US: Degas sculpture targeted by environmental activists

This is one of the first actions of this type in North America

US: Degas sculpture targeted by environmental activists

This is one of the first actions of this type in North America. To make their demands heard, climate activists on Thursday (April 27th) carried out a punch action against a famous Degas sculpture in a major museum in Washington.

The French artist's original wax sculpture The Little Dancer Aged Fourteen "was attacked by protesters with strips of red and black paint," said the National Gallery of Art, one of the states' major museums. -United. But the work was still protected by a plexiglass cage, which they smeared with paint.

The institution specified, in a statement sent to Agence France-Presse, that the work, "of inestimable value", was removed from the exhibition halls to "evaluate possible damage" that it would have suffered. "We categorically denounce this physical attack on one of our works of art," the museum responded in its statement, adding that the US Federal Police (FBI) was participating in the investigation.

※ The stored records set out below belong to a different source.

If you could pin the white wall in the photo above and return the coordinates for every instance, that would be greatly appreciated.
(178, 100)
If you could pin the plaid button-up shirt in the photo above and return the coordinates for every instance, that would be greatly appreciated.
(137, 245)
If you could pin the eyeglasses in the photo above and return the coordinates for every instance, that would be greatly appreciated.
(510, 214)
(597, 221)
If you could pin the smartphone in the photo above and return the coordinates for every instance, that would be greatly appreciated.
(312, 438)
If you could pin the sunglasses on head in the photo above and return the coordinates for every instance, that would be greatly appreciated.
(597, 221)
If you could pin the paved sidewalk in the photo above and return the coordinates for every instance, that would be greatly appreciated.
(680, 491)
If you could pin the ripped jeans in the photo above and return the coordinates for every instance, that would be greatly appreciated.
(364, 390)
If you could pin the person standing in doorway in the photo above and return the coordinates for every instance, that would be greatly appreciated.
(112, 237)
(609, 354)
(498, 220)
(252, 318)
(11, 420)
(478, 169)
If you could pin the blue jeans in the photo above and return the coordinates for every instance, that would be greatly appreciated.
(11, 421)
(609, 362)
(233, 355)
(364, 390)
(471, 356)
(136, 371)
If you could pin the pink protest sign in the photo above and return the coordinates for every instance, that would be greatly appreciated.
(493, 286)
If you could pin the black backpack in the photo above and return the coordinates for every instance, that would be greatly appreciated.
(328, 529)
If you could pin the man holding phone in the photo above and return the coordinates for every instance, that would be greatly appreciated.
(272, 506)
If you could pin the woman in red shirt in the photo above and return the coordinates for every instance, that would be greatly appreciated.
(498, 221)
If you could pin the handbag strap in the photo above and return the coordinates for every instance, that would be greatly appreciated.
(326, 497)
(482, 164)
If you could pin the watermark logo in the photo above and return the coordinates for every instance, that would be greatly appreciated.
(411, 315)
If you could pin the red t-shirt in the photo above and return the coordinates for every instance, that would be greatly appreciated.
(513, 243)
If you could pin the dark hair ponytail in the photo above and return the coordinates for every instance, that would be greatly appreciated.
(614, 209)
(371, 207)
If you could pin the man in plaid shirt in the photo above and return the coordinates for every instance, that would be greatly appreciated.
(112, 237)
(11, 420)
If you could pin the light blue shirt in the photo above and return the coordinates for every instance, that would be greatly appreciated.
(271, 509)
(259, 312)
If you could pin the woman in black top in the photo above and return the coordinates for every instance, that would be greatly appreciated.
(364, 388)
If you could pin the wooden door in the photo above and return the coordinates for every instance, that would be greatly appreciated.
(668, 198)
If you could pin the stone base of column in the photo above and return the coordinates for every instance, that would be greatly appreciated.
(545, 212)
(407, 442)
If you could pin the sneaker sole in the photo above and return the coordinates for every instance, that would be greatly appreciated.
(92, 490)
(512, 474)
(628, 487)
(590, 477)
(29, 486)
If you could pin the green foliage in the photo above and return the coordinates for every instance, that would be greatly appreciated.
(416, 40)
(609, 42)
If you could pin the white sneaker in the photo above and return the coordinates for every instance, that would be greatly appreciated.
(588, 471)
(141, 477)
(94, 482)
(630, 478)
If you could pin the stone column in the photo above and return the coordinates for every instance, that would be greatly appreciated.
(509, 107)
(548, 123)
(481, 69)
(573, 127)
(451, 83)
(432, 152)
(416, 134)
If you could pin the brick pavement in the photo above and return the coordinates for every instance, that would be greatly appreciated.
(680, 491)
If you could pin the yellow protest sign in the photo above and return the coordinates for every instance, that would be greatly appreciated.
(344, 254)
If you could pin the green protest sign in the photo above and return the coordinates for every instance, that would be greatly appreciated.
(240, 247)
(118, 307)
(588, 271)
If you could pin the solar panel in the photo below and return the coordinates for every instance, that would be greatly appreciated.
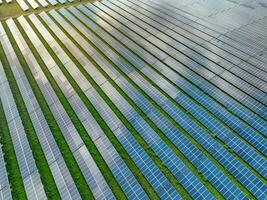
(5, 192)
(119, 168)
(68, 130)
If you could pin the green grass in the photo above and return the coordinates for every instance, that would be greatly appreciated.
(106, 172)
(12, 167)
(127, 124)
(72, 165)
(38, 154)
(243, 162)
(209, 186)
(101, 122)
(204, 127)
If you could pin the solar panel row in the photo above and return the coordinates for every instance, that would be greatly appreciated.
(5, 192)
(181, 79)
(63, 179)
(28, 170)
(70, 30)
(159, 40)
(106, 149)
(212, 106)
(174, 63)
(262, 168)
(91, 172)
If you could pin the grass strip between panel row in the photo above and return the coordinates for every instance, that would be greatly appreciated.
(12, 167)
(66, 153)
(116, 189)
(37, 152)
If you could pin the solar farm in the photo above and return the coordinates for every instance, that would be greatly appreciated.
(134, 99)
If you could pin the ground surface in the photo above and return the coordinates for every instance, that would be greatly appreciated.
(134, 99)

"We need our leaders to take serious action to tell the truth about what is happening to the climate," says an activist in her 50s sitting at the foot of the small statue, her hands covered in the red paint used on the glass and plinth. of the work of Edgar Degas, in a video published by the Washington Post.

"Today, through nonviolent rebellion, we have temporarily defiled a work of art to evoke the very real children whose suffering is certain if the deadly fossil fuel companies continue to extract coal, oil and soil gas,” the group claiming the action, Declare Emergency, wrote on Instagram. He calls on US President Joe Biden to declare a state of climate emergency.

The group, so far unknown to the general public, said that one of its activists was released by the authorities shortly afterwards. In the fall of 2022, mainly in Europe, environmental activists multiplied actions targeting works of art to alert public opinion to global warming. They have, for example, stuck their hands on a Goya painting in Madrid, squirted tomato soup on Van Gogh's Sunflowers in London, and smeared mashed potatoes on a Claude masterpiece. Monet in Potsdam, near Berlin.